Johnny Depp w swoim Lincolnie Navigatorze.Chris Kleponis/Consolidated News Pictures/Getty Images Johnny Depp w swoim Lincolnie Navigatorze.

Gdyby wybrać jedynie trzy najbardziej wymowne momenty tego procesu, pierwszy byłby następujący: Johnny Depp z okna swojego czarnego Lincolna Navigatora macha do wiwatujących fanów zebranych przed sądem w Fairfax, w stanie Wirginia. Jego samochód podjeżdża pod budynek, aktor wysiada, odwraca się do tych, którzy czekali tu na niego od wielu godzin, uśmiecha się i wchodzi do sądu. Kilkoro fanów aktora w tym samym czasie przy stanowiskach reporterskich opowiada, że wzięło cały przysługujący im w roku urlop, żeby o tym historycznym procesie opowiedzieć kiedyś swoim dzieciom. Ten sam tłum gwiżdże, gdy pod budynek podjeżdża Amber Heard. I tak przez siedem tygodni, dzień w dzień.

Druga scena rozgrywa się już w środku budynku. Jedna z kilku kamer umieszczonych w sali sądowej skupia się na Heard, kiedy ta odwraca się do swojego prawnika, wymienia z nim kilka słów, uśmiecha się, a potem zauważa, że jest obserwowana.

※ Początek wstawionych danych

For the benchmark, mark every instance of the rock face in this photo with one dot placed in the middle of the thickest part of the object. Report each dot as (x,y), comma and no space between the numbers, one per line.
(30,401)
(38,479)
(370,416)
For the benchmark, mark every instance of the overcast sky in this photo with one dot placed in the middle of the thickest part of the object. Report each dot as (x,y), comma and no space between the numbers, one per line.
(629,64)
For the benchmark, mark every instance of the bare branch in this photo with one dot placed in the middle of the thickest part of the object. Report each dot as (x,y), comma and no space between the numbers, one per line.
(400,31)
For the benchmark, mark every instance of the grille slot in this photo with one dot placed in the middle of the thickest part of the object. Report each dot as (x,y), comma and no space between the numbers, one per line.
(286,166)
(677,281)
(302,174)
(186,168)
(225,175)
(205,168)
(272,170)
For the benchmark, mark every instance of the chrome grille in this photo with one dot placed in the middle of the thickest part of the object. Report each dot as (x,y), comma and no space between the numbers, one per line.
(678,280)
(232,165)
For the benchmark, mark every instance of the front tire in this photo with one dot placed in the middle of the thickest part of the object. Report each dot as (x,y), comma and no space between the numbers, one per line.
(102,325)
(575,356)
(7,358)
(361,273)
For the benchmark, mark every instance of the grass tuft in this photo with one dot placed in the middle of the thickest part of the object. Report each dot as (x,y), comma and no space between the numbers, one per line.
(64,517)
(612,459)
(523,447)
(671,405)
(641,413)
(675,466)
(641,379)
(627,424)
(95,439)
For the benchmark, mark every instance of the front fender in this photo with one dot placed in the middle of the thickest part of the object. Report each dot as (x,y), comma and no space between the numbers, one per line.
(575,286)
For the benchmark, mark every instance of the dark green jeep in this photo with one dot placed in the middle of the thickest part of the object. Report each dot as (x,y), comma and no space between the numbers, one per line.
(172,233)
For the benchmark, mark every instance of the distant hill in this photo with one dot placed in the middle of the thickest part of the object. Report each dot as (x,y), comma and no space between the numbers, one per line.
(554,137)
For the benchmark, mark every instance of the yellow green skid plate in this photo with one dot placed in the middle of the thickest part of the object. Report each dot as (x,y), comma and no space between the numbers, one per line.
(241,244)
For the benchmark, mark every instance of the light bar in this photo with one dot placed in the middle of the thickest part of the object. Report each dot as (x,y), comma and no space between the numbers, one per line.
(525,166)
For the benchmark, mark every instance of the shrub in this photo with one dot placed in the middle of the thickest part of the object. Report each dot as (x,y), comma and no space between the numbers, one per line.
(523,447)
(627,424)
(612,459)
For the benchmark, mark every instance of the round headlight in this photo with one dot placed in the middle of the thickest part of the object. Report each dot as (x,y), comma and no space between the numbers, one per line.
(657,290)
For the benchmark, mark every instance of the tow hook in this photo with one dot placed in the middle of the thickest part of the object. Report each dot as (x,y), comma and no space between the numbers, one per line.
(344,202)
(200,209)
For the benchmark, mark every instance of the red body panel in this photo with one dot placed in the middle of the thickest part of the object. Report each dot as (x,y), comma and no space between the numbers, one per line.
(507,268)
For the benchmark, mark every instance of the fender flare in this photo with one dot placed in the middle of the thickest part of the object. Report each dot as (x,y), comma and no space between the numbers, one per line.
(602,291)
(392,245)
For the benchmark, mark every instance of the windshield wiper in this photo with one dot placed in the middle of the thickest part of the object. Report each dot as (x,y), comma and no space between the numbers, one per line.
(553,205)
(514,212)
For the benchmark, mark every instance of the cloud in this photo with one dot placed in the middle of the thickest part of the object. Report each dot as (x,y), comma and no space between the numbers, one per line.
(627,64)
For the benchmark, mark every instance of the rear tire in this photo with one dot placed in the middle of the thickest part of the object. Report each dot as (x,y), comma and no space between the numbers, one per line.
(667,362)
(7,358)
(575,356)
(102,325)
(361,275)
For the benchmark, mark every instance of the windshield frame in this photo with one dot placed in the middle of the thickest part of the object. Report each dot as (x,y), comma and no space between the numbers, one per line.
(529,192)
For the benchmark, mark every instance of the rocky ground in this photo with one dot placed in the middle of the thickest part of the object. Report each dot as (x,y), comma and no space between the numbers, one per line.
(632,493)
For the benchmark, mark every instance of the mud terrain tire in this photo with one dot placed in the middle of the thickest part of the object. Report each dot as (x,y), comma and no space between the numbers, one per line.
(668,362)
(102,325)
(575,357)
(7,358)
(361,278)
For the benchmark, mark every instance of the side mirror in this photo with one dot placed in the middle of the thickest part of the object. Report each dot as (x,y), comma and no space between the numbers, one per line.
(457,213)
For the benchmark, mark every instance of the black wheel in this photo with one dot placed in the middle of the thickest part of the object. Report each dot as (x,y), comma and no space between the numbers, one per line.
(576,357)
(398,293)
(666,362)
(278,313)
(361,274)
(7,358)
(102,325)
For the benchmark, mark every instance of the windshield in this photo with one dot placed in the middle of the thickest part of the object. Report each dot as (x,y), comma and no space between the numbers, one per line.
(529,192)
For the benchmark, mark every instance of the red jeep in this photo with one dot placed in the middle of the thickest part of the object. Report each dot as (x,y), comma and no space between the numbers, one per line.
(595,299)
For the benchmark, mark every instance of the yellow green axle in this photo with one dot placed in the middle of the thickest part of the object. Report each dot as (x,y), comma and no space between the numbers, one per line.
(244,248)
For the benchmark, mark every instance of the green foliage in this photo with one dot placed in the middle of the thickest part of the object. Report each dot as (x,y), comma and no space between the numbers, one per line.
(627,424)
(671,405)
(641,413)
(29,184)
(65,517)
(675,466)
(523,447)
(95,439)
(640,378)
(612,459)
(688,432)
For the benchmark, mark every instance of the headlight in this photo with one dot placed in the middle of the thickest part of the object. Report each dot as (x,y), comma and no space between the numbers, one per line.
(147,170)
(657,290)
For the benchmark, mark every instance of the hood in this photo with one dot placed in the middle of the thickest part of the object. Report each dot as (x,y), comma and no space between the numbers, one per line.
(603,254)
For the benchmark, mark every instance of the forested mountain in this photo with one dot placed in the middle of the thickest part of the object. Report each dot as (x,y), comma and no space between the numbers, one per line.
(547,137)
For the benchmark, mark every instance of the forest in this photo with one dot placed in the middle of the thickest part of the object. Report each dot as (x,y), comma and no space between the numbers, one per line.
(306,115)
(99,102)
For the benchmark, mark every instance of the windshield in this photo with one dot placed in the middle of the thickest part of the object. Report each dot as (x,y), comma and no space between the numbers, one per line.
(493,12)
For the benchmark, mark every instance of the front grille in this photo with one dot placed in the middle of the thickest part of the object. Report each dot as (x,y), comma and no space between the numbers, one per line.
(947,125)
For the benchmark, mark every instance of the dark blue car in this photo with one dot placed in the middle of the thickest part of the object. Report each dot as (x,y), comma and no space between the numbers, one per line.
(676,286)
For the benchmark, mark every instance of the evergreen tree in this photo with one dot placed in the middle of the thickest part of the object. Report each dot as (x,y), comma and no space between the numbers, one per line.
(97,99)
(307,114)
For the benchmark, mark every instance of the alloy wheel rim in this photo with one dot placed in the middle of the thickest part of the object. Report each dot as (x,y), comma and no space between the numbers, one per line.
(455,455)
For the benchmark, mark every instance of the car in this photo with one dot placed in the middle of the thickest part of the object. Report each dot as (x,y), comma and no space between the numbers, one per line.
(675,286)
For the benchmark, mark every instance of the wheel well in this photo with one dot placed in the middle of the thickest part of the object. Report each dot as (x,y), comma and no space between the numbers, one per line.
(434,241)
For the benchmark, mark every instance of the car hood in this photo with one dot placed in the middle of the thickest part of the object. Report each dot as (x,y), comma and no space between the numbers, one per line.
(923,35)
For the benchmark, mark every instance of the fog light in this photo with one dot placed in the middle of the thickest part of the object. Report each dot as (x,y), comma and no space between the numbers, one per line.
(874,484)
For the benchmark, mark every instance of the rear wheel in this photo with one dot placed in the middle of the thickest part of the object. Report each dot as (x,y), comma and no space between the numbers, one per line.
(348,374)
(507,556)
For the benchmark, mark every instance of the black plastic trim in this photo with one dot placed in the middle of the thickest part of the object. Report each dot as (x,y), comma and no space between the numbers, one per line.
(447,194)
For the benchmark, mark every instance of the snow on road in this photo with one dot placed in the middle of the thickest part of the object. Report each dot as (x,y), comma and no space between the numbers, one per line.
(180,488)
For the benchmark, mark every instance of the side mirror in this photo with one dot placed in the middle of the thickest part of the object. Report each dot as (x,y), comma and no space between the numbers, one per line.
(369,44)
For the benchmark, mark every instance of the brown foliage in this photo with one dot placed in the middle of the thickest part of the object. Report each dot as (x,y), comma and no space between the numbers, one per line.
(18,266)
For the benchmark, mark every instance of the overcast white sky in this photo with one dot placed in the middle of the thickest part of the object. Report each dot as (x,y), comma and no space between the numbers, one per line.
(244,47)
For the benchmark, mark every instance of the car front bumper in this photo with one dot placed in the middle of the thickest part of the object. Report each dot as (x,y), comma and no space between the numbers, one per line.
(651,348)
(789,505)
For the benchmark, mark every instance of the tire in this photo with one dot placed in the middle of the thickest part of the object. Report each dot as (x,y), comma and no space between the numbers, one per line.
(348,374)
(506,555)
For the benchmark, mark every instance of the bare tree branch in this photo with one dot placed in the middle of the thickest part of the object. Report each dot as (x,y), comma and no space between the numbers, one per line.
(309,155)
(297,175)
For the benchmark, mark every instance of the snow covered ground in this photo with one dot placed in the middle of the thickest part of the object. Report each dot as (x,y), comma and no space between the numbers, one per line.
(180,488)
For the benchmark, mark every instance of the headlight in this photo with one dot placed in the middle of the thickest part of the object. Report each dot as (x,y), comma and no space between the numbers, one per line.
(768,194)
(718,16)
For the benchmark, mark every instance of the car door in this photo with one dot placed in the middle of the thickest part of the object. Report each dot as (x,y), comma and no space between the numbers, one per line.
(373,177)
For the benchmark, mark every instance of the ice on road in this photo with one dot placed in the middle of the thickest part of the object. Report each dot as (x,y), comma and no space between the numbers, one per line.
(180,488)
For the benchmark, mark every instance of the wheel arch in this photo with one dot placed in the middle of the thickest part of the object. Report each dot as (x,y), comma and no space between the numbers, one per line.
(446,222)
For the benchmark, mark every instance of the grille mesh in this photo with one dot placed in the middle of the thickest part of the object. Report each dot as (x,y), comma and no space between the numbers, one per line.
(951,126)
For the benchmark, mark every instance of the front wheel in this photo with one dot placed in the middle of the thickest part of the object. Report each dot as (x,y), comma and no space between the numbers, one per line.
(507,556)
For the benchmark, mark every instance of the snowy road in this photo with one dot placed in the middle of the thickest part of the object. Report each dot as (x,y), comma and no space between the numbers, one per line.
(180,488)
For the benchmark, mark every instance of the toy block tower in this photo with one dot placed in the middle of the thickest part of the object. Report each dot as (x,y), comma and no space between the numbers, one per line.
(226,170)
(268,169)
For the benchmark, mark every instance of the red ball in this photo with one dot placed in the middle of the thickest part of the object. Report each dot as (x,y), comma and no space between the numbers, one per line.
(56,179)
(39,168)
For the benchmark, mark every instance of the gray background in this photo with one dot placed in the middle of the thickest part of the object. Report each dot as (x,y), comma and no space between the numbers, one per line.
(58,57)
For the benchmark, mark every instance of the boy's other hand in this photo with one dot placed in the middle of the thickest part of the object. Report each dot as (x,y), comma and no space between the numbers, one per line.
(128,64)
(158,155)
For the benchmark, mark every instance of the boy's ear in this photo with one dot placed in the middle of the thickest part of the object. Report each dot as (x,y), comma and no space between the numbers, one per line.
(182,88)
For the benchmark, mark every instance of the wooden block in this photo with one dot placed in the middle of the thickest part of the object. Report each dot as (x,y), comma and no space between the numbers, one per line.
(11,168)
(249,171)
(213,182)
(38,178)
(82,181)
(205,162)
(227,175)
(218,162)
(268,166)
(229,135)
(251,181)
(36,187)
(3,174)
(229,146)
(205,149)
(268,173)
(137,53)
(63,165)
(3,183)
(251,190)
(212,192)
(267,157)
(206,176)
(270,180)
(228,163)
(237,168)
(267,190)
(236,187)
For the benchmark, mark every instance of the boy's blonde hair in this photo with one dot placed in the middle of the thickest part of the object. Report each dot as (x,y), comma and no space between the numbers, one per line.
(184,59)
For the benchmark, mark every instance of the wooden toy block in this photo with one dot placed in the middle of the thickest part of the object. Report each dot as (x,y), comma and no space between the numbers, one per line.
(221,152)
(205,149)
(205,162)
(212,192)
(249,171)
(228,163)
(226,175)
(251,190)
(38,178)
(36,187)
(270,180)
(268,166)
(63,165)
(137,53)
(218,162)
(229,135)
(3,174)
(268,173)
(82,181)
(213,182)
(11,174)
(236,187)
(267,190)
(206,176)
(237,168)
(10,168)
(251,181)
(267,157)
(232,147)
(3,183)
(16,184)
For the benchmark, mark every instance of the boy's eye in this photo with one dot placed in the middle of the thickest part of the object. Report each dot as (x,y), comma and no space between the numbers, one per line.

Wtedy nieruchomieje, a jej twarz przybiera smutny, zasępiony wyraz. Nie zdaje sobie sprawy, że tych kilka sekund, skompilowanych później w tysiące krótkich internetowych filmików, zostanie wykorzystane jako ostateczny dowód na jej obłudę. Bo w tym utrwalonym wizerunku Amber ma być jednocześnie – można powtórzyć za tytułem książki Lisy Appignanesi – „szalona, zła i smutna”.

W trzeciej scenie kamera łapie ostrość na biurku, przy którym siedzą Depp i jego prawnicy. Na stole pomiędzy nimi leży garść kolorowych żelków, które aktor będzie racjonował w trakcie zeznań. Ta strona sali sądowej wydaje się ze sobą zżyta. Aktor wymienia z prawnikami uśmiechy, potem wraca do swojego szkicownika. Camille Vasquez, cała w bieli i z podpiętym mikroportem, podnosi się, by wygłosić mowy końcowe. Milenialsi i pokolenie Z na Twitterze, TikToku i Instagramie nie mogą wyjść z zachwytu, jak adwokatka kilka dni wcześniej rozłożyła Amber „na łopatki”, a teraz postawi ostatnią kropkę nad i.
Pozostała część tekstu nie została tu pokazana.